Catherine Egan:    Well, the beauty of writing fantasy is that you make it all up! Nobody can call me out on Faery history or my description of the Ravening Forest! That said, I did make some use of ancient Chinese cosmology in writing about the Mancers. My husband's field (he actually does do research!) is ancient China, and when I was still in the outlining stage with Shade & Sorceress, he was reading to me about The Five Phases. It sounded so fantastic and otherworldly that I immediately cribbed what I wanted to make the magic and culture of the Mancers distinctive.


 

I can't actually call it research, as I am still fairly ignorant about the Five Phases. As best I understand it, the phases (metal, fire, earth, air, and water) function more as categories than as substances, and every force and element in the universe belongs to one of these categories. They exist in balance and keep each other in check. I wanted the Mancers to have a limited, specific magic and a very rule-bound way of living, so it worked well to adapt the Five Phases as a kind of structure to their way of being and working magic as a group.

 

I also used Chinese for some of the place names. Tian Di actually means Heaven / Earth. Di Shang (the human world) could be translated as Above Earth, and Tian Xia (the magical world) as Under Heaven.

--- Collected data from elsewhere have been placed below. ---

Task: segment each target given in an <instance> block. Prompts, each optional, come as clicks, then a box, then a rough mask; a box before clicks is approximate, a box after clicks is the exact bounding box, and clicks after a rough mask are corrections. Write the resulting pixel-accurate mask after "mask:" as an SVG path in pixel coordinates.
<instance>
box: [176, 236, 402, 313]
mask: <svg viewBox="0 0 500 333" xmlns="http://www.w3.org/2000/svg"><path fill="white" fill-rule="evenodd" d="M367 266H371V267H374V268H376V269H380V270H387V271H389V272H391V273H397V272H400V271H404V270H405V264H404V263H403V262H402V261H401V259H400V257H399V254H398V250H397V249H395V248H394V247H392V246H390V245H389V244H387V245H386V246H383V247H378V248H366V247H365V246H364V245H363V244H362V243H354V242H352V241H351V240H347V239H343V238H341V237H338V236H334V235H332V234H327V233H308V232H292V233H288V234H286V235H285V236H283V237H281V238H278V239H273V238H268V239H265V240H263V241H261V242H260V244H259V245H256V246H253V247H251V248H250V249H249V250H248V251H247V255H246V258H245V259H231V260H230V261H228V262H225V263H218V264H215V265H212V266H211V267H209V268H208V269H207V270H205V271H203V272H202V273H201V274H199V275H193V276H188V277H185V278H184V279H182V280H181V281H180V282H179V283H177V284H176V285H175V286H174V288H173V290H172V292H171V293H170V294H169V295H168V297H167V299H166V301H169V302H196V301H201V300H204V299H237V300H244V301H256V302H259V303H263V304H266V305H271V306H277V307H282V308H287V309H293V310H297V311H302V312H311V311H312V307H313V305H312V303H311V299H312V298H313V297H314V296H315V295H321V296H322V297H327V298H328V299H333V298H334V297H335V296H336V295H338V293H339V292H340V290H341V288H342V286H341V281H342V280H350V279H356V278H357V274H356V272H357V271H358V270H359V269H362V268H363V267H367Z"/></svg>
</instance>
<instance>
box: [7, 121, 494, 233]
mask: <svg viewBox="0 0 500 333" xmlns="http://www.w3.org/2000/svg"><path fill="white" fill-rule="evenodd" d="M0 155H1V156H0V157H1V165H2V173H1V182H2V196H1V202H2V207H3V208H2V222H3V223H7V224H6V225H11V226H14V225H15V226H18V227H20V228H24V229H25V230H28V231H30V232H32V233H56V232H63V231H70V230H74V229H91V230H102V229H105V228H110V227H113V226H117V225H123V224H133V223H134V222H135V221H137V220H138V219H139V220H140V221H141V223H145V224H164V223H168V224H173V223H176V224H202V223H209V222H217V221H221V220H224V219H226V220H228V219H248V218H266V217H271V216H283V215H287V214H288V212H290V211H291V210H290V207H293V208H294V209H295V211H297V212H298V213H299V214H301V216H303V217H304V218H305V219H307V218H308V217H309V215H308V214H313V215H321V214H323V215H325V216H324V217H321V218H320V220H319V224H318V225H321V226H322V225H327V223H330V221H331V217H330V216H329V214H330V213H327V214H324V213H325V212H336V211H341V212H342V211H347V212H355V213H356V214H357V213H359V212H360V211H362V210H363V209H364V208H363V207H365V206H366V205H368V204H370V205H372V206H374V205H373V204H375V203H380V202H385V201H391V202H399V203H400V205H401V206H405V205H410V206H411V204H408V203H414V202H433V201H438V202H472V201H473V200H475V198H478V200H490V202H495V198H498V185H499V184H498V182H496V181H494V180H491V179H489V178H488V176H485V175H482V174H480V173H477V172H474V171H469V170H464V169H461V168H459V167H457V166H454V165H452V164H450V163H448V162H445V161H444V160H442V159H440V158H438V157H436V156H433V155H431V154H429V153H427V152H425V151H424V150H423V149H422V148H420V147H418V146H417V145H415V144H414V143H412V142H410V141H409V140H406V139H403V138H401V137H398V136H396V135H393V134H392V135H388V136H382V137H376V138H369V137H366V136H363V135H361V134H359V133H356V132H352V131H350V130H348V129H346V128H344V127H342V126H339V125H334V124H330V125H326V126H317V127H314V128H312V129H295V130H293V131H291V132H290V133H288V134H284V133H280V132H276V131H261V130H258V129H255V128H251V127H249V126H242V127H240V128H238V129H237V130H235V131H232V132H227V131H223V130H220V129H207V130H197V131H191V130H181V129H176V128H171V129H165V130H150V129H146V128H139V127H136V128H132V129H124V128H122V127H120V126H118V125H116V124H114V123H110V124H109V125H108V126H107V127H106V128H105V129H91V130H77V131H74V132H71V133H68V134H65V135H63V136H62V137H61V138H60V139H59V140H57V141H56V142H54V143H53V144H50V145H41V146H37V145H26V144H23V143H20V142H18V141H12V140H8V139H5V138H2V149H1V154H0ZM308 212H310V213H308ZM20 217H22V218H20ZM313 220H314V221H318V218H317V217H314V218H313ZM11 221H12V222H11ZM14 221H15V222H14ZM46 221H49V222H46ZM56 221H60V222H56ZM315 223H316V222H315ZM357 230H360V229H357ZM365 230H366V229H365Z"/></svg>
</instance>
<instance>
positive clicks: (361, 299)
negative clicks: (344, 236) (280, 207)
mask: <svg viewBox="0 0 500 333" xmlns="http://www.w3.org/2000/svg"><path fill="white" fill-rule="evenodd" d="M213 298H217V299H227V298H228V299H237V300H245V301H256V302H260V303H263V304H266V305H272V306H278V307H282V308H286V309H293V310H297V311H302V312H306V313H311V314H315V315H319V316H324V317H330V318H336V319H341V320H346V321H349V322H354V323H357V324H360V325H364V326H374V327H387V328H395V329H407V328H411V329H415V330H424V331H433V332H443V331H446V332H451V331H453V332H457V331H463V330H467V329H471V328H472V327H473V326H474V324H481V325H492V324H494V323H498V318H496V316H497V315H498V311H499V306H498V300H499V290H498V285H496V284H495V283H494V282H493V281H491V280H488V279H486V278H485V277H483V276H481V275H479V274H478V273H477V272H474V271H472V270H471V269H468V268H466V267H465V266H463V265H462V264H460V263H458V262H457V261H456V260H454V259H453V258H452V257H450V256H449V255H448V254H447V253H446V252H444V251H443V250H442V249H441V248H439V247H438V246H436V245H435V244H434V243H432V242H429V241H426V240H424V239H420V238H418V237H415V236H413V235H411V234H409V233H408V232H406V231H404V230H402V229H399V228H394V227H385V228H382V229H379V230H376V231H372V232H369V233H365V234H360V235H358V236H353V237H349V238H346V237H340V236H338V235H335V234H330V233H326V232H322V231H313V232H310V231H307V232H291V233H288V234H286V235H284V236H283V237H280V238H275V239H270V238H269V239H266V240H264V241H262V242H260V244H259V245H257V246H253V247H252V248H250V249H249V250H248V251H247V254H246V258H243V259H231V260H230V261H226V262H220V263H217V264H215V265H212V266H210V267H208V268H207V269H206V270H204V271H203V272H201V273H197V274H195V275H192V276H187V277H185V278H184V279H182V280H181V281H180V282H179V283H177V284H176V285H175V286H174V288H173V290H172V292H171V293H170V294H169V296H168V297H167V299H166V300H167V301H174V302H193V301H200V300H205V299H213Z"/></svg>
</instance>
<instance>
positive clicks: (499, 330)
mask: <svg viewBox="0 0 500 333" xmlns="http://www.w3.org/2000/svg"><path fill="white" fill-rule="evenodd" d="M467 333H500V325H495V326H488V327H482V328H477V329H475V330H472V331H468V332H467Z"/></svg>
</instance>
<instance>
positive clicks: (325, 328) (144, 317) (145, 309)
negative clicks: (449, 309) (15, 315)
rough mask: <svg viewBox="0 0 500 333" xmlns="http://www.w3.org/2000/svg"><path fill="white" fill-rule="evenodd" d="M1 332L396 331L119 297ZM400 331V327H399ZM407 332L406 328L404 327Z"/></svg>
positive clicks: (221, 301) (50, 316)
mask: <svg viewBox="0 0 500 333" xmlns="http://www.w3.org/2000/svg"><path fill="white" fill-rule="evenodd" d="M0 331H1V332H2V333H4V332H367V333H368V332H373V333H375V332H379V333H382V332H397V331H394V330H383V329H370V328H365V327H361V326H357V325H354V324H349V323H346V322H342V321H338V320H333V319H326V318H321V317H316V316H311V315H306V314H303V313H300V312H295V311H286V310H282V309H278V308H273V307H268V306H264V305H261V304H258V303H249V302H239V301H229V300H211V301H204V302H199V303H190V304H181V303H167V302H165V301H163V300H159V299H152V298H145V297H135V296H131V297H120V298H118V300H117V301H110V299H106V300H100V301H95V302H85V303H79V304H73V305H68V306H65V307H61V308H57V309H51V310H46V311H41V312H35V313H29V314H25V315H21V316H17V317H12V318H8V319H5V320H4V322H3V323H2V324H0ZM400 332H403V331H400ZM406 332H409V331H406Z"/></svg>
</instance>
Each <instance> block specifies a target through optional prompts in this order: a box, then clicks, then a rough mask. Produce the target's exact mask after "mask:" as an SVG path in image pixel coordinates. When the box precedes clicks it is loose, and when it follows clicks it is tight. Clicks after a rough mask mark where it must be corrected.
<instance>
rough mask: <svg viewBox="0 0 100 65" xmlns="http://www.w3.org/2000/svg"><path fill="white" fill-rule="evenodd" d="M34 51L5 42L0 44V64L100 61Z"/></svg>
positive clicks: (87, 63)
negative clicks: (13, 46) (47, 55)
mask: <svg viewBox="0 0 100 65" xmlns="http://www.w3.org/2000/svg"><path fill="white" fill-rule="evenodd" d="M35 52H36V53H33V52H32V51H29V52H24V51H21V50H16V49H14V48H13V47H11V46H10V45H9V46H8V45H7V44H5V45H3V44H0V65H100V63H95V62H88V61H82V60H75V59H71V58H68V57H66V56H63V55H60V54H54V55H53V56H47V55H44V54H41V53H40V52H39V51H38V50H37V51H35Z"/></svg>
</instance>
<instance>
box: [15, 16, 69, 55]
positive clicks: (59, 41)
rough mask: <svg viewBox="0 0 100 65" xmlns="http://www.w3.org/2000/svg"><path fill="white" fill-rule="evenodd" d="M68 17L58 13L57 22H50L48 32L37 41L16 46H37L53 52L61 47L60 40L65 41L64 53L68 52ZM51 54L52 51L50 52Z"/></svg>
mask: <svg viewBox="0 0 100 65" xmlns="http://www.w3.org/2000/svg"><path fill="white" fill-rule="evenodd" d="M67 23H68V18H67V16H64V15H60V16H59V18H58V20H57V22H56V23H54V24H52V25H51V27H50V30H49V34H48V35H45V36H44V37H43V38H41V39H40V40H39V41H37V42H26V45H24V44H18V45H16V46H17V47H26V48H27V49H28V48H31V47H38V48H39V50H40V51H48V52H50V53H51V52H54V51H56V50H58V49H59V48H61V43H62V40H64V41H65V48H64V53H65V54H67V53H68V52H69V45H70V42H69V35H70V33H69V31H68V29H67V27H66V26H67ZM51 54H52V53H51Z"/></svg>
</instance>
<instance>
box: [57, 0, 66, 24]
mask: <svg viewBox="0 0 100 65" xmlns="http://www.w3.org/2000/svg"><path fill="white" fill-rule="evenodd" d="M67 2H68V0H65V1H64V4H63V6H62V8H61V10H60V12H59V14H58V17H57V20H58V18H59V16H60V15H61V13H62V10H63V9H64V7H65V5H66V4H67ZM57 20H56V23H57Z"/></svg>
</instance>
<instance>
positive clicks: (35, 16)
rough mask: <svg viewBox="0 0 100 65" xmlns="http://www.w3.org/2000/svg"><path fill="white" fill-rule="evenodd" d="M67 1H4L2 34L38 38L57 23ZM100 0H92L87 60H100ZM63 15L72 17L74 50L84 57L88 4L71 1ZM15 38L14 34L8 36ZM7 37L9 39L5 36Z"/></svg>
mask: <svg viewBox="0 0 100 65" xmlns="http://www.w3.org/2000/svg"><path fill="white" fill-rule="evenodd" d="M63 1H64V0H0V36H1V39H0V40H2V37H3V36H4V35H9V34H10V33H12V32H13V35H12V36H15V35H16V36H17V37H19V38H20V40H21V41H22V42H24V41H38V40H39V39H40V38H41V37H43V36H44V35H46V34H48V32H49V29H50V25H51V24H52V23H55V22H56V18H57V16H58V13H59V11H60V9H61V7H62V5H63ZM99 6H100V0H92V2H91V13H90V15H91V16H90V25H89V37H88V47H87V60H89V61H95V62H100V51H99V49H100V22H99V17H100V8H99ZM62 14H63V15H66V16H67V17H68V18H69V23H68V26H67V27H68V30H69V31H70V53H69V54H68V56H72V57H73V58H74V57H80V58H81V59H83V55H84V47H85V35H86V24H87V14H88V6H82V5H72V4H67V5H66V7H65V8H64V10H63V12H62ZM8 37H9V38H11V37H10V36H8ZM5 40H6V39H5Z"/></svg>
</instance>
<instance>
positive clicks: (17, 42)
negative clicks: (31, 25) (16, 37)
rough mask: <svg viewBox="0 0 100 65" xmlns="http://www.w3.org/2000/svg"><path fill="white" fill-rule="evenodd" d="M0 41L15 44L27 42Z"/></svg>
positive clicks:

Question:   What can you tell us about the second book in The Last Days of Tian Di series?

Catherine Egan:    The second book takes place two years after the first book ends. Eliza, now fourteen, has been training with the Mancers, and also secretly with Swarn, the warrior witch. The Sorceress Nia breaks free of her Arctic prison and begins to blast through her enemies one by one, incapacitating all of Eliza's allies. The book was great fun for me to write, because it has lots of Nia in it, and I love writing her. The reader will learn some secrets about the Supreme Mancer, Kyreth, while Eliza has to face a particularly horrible (and personal) challenge that Nia has devised for her.